I need to prove the statement of the title, but I get different results. For $\Sigma \mathbb{R}P^3$, we know $H^{n}(\Sigma \mathbb{R}P^3) \cong H^{n – 1}(\mathbb{R}P^3)$ by Mayer-Vietoris and $\mathbb{Z}$ for $n = 0$ because there is one connected component. So the cohomology groups are $\mathbb{Z}, \mathbb{Z}, 0, \mathbb{Z}/2, \mathbb{Z}$.
For $\mathbb{R}P^4/\mathbb{R}P^1$ we get the cellular chain complex
$$\mathbb{Z} \xrightarrow{2} \mathbb{Z} \xrightarrow{0} \mathbb{Z} \to 0 \to \mathbb{Z}$$
because we collapse the $1$-skeleton and the attachment of the $3$-cell and $4$-cell don't change. So the cellular co-chain complex becomes
$$\mathbb{Z} \to 0 \to \mathbb{Z} \xrightarrow{0} \mathbb{Z} \xrightarrow{2} \mathbb{Z} $$
which means that the cohomology groups are $\mathbb{Z}, 0, \mathbb{Z}, 0, \mathbb{Z}/2$.
These do not coincide, so where am I going wrong?
Best Answer
With $\mathbb{Z}$ coefficients the statement you want isn't true (compare the spaces' $H^4$ for example), but it is true with $\mathbb{Z}/2$ coefficients. Your result for the quotient space looks correct, but for the suspension it's not quite accurate.
You have to be careful with the suspension isomorphism because it's actually a statement about reduced cohomology, i.e. for all $X$ and for all $n > 0$ we have $\tilde{H}^n(\Sigma X) \cong \tilde{H}^{n-1}(X)$. The statement "$H^n(\Sigma X) \cong H^{n-1}(X)$ for $n > 0$" is actually false for every space (see below for more details), think about what happens when $X=S^k$ and $\Sigma X \cong S^{k+1}$.
For $\mathbb{RP}^4/\mathbb{RP}^1$, if you wanted you could compute the cohomology without explicitly describing the whole co-chain complex, using the fact that $(\mathbb{RP}^4, \mathbb{RP}^1)$ is a "good pair" so the reduced cohomology is $\tilde{H}^n(\mathbb{RP}^4/ \mathbb{RP}^1)\cong H^n(\mathbb{RP}^4, \mathbb{RP}^1)$.
If two spaces have the same reduced cohomology then they have the same absolute cohomology, so in principle you could solve this problem by just computing reduced cohomology groups. But, again, it seems that the statement is false with $\mathbb{Z}$ coefficients.
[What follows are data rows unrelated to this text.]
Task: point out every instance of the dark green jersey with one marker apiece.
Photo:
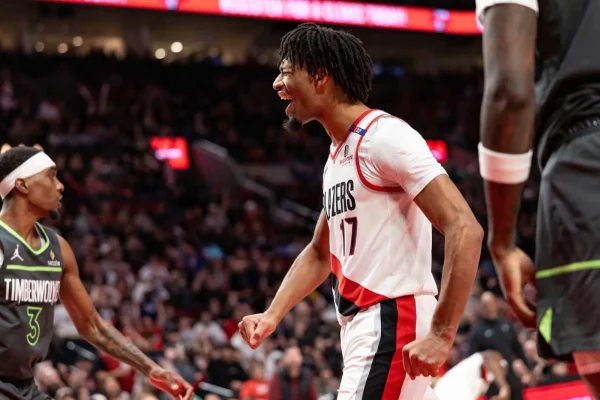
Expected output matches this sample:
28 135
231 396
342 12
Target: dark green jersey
29 289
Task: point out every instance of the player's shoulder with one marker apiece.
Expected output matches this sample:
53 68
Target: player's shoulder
389 125
483 5
389 131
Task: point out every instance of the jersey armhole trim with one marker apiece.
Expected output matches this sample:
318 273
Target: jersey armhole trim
383 189
354 124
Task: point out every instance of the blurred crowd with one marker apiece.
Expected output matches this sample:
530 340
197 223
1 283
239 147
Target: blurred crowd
174 266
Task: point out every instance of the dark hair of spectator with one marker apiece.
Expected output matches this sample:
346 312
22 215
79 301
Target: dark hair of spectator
13 158
341 54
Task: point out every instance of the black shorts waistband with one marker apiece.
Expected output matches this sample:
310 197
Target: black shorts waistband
16 382
564 136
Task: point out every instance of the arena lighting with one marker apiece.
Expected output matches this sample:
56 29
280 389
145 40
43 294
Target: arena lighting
160 53
172 149
329 12
176 47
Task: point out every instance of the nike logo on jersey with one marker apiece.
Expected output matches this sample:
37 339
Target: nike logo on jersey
339 199
31 291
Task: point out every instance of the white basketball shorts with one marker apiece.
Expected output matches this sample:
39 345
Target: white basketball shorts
372 344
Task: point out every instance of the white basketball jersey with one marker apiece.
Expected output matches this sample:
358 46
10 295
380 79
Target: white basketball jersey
380 241
468 380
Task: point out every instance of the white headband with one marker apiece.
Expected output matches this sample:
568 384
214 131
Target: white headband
34 165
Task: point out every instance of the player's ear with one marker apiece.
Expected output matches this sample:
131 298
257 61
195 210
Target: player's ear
21 186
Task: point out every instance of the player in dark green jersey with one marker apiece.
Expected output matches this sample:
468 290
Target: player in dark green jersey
37 268
542 95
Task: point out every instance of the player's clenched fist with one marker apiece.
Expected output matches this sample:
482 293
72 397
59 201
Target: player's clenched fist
425 355
254 328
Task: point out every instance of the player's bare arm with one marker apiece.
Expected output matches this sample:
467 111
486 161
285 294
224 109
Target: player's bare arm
493 363
450 214
98 332
507 124
308 271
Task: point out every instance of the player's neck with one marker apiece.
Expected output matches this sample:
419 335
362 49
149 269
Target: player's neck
338 119
20 221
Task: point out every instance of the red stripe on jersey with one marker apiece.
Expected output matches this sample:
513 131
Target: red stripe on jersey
406 332
389 189
356 122
353 291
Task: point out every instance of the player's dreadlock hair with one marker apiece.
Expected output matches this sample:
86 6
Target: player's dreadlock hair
13 158
342 54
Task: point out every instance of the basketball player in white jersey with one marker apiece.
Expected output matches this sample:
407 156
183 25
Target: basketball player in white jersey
382 190
471 378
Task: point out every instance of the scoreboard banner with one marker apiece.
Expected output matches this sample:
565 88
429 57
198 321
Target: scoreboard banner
370 15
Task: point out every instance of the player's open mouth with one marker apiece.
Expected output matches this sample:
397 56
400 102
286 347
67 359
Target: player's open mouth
284 96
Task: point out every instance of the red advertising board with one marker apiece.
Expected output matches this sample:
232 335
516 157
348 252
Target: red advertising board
563 391
328 12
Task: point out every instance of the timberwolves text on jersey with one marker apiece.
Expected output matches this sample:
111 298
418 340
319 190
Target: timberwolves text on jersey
29 288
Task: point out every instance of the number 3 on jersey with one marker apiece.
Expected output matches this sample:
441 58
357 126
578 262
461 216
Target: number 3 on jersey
353 222
34 335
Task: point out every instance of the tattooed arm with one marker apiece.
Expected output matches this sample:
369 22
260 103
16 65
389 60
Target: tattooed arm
507 121
98 332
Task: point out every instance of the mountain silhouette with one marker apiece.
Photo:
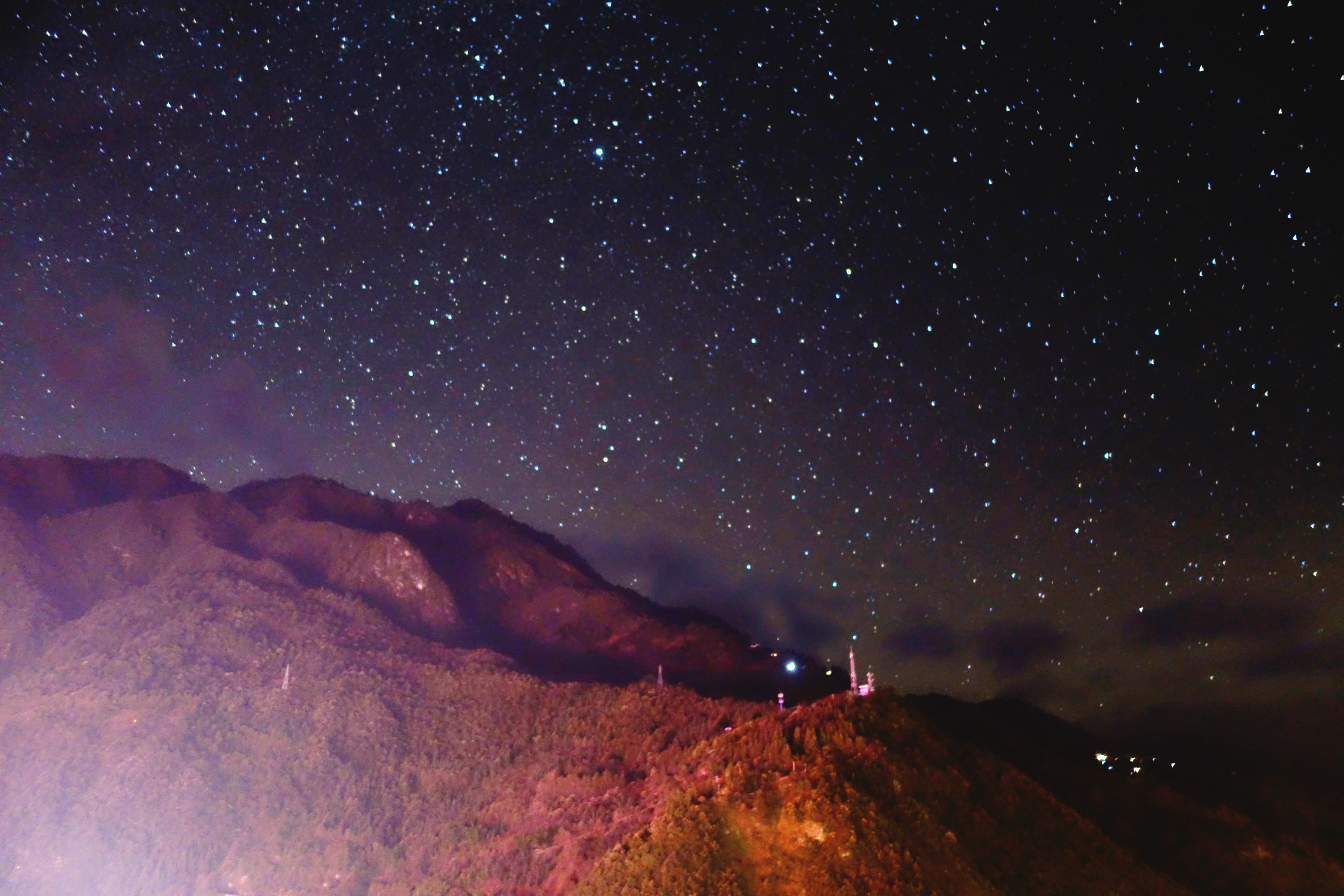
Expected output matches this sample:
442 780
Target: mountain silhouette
298 688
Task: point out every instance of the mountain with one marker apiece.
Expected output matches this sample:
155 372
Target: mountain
295 688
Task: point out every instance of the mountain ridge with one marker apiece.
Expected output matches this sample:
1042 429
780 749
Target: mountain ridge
295 688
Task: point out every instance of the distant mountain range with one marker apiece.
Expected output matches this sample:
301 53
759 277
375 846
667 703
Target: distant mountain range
296 688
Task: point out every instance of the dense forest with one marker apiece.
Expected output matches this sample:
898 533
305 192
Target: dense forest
185 710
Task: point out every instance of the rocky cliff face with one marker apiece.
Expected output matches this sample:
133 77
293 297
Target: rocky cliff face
37 487
288 690
464 575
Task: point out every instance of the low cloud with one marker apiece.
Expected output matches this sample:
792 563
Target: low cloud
1203 617
115 363
758 606
1019 647
936 640
1304 659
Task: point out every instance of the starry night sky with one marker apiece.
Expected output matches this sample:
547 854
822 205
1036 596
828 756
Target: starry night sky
1003 344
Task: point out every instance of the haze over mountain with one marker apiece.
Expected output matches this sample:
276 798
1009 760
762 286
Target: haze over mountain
298 688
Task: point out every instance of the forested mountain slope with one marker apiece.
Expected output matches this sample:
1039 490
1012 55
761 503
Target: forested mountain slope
300 690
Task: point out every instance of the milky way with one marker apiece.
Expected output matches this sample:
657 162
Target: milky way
1003 344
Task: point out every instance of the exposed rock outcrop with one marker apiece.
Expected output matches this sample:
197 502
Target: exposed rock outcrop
53 485
464 574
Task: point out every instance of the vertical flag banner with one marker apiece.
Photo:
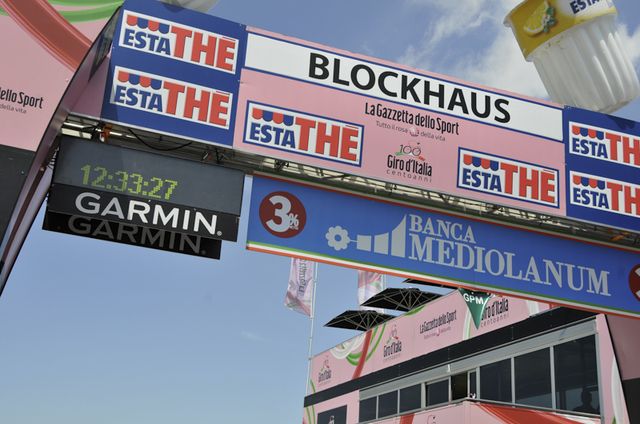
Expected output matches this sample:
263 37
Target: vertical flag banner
369 284
300 290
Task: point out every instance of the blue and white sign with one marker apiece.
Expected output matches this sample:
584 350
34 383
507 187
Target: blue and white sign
603 169
343 228
175 71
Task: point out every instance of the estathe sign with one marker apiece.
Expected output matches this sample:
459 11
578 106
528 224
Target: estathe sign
175 71
603 169
410 241
198 77
364 116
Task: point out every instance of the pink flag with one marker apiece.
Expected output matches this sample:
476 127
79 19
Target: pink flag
300 291
369 284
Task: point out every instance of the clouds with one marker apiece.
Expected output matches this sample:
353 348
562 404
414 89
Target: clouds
467 39
252 337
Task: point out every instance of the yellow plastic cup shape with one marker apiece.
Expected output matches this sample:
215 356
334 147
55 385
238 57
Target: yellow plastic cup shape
577 51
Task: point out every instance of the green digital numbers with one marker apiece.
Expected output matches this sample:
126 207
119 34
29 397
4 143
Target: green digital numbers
132 183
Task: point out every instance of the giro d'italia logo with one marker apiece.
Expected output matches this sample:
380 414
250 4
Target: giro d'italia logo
282 214
634 281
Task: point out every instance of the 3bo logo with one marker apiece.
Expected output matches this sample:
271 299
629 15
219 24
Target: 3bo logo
282 214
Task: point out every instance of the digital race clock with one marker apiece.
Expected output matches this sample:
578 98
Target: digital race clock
150 176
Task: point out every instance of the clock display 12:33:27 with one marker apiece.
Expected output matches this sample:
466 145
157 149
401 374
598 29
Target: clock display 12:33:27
128 182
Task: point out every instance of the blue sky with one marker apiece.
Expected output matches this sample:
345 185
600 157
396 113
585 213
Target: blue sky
101 333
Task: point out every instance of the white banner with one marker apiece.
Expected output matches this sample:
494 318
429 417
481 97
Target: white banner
369 284
299 295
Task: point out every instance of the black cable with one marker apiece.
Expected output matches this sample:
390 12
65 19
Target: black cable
156 148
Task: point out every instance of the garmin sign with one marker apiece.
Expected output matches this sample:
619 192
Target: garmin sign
145 199
411 241
132 234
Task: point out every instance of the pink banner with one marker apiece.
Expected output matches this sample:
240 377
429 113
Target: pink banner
367 117
438 324
299 295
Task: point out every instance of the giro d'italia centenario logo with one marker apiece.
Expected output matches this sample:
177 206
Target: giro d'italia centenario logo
282 214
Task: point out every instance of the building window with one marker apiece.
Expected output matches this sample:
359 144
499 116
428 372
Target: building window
388 404
533 378
368 409
495 381
576 376
473 388
459 386
411 398
437 392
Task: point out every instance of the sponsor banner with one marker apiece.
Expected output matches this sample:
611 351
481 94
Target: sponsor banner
132 234
428 328
149 213
508 178
299 297
366 117
403 239
369 285
175 71
41 35
603 163
146 175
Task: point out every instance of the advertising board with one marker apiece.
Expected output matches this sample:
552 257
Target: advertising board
403 239
301 102
603 169
298 101
175 71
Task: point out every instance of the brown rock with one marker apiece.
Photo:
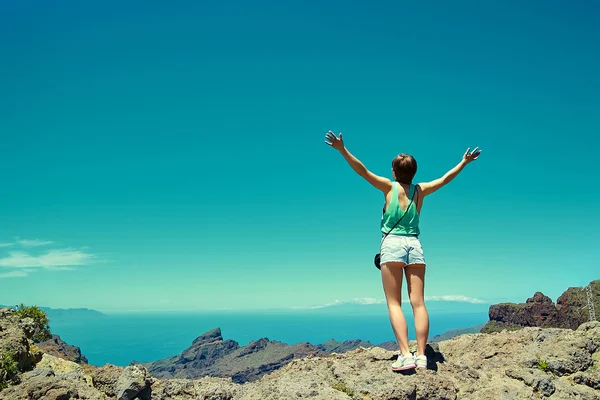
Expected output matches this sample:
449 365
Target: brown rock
539 310
58 348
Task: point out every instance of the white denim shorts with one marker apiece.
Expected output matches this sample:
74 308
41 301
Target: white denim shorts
400 248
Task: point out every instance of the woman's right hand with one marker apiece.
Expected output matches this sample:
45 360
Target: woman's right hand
472 156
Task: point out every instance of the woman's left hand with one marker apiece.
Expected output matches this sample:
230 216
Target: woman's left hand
334 141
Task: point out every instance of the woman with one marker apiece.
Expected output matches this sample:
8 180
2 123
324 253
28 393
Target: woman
401 251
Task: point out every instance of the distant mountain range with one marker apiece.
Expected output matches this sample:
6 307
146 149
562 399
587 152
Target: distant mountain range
56 314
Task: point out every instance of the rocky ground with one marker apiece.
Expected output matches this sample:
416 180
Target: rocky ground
531 363
570 311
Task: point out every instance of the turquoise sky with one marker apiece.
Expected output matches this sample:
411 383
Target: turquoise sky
171 156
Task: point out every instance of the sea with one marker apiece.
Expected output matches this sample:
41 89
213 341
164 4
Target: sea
120 338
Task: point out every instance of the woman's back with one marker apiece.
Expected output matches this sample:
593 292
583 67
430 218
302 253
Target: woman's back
401 206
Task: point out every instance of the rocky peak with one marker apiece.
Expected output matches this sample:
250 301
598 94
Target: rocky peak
539 310
539 297
208 337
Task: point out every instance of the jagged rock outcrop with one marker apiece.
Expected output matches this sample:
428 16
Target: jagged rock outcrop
57 347
569 312
57 379
16 352
210 355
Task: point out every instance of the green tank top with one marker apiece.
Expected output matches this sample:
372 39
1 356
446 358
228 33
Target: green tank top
409 225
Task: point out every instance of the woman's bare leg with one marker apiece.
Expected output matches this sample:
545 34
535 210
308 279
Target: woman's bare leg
415 278
391 276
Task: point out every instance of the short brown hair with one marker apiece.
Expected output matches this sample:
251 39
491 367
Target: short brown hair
405 168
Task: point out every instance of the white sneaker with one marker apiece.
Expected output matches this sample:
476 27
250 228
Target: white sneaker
404 362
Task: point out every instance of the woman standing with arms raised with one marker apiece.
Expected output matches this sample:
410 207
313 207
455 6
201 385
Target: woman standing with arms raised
401 251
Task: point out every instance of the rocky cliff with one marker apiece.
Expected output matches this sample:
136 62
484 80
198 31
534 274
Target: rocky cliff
210 355
57 347
531 363
569 311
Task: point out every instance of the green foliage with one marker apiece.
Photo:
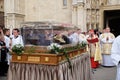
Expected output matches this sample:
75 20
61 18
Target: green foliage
18 49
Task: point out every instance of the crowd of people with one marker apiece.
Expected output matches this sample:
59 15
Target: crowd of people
99 45
7 41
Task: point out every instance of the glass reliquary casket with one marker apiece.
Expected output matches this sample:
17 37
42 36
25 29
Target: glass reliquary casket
42 33
37 36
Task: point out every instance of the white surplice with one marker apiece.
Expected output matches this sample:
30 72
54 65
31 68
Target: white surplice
115 55
7 43
106 48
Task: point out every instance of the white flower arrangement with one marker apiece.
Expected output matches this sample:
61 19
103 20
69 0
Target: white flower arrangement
18 49
54 48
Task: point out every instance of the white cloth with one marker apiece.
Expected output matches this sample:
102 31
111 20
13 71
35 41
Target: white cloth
115 55
7 42
17 40
105 35
106 60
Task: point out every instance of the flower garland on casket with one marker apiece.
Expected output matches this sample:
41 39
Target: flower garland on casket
58 49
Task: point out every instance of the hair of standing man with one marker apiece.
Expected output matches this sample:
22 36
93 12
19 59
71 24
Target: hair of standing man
5 30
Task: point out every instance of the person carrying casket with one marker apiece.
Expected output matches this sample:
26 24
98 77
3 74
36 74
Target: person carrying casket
94 49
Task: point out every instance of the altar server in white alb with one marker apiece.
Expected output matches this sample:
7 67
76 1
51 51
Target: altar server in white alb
7 42
107 39
16 38
115 55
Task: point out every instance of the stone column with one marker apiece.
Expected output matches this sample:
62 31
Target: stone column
74 15
14 14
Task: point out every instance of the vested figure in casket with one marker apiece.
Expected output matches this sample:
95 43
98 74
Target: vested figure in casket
3 55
Edit: To see what goes wrong with the statement $H^{n}(\Sigma X) \cong H^{n-1}(X)$, consider the case that $n=1$. If you decompose $\Sigma X$ into a "lower cone" $U$ and an "upper cone" $V$ (as in your comment to this answer) then we get a Mayer-Vietoris sequence, which near degree $0$ takes the form
$$H^0 (\Sigma X) \to H^0 (U)\oplus H^0 (V) \to H^0 (U\cap V) \to H^1 (\Sigma X) \to 0 $$
Recall that $H^0(Y)$ is the group of locally constant functions $Y \to \mathbb{Z}$, and in particular it is a free abelian group whose rank is the number of connected components. Using the facts that $\Sigma X$ is connected, $U$ and $V$ are contractible, and $U\cap V \simeq X$, the sequence becomes $$\mathbb{Z} \to \mathbb{Z}\oplus \mathbb{Z} \to \mathbb{Z}^k \to H^1(\Sigma X) \to 0 $$ where $k$ is the number of components of $X$. The first two homomorphisms are induced by inclusion, specifically $H^0(\Sigma X) \to H^0 (U)\oplus H^0 (V)$ sends $[f]$ to $([f|_U], [f|_V])$; the map $H^0 (U)\oplus H^0 (V) \to H^0 (U\cap V)$ sends $([f], [g])$ to $[f|_{U\cap V}] - [g|_{U\cap V}]$, and if $U\cap V$ has $k$ components then this homomorphism is surjective onto the diagonal $\Delta \subset \mathbb{Z}^k$. Therefore this sequence breaks up into two pieces:
$$\mathbb{Z} \to \mathbb{Z}\oplus \mathbb{Z} \to \Delta\text{ and } \mathbb{Z}^k /\Delta \cong \mathbb{Z}^{k-1} \stackrel{\cong}{\to} H^1(\Sigma X).$$ I.e. for any space $X$ the group $H^1(\Sigma X)$ is free abelian and its rank is the number of components of $X$ minus one, in other words it is isomorphic to $\tilde{H}^0(X)$. Also note that this first sequence is disregarded when we take reduced cohomology.